The three-day BRICS (Brazil-Russia-India-China-South Africa) summit, to kick off tomorrow, will be monitored closely by the world community. With about 40 countries, now showing their keenness to formally join the group, the 15th summit is no ordinary one. Importantly, it marks a clear movement in world power play as the focus shifts on the Global South. Importantly, the issue of a common BRICS currency amid the de-dollarisation exercise is expected to get a further push.

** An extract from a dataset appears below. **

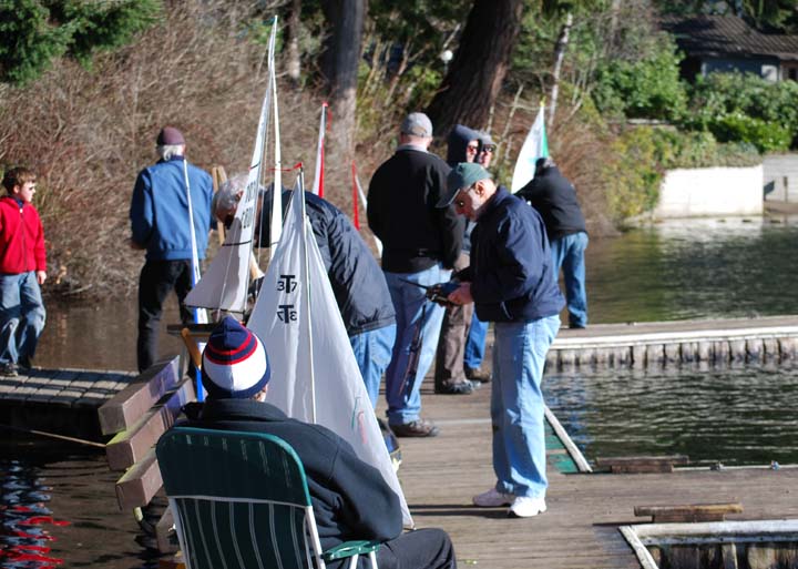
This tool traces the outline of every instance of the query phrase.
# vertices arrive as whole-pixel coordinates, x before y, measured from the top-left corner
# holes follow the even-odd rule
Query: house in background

The current BRICS member countries, especially India, Russia and China have already started to actively push their own currencies for international trade after the West-led sanctions on Moscow came into effect last year.
The exercise of de-dollarisation, which was on the drawing board for decades, has now garnered unprecedented attention.
“I can certainly see why talk of a BRICS currency is, well, gaining currency. The BRICS summit comes as countries across the world are confronting a changing geopolitical landscape that is challenging the traditional dominance of the West,” Mihaela Papa, Adjunct Assistant Professor of Sustainable Development and Global Governance, The Fletcher School, Tufts University wrote in the Conversation.
Even as several economists trashed the idea of a common BRICS currency, Papa added that though the members of the bloc have been seeking to reduce their reliance on the dollar for over a decade, Western sanctions on Russia after its invasion of Ukraine have accelerated the process.
Naturally, the US and many other countries in the West are wary of the BRICS.
“There is a risk when we use financial sanctions that are linked to the role of the dollar that over time it could undermine the hegemony of the dollar,” US Treasury Secretary Janet Yellen told CNN earlier.
Beijing based Chinese government’s mouthpiece Global Times noted that as the summit approaches “some Western media have beefed up their hyping of so-called divergences among member states.”
Recently, noted British economist, Jim O’Neill, who coined the term BRICS, termed the plan to launch a common currency as a ridiculous idea. Neill even went on to say that the BRICS “never achieved anything since they first started meeting.”
The BRICS bloc, set up in 2001, has taken time to take off but in the swiftly changing geopolitical and geo-economic contours in the post Covid phase, the group — home to 42 per cent of the global population, has gained world attention like never before. From an institutional perspective the grouping has successfully established the Shanghai based New Development Bank, a lender focusing on emerging economies though it is overshadowed by other multilateral lenders such as the World Bank, International Monetary Fund and Asian Development Bank.
According to Voice of America, the BRICS group of fast-developing economies has positioned itself as an alternative to the western-dominated global order.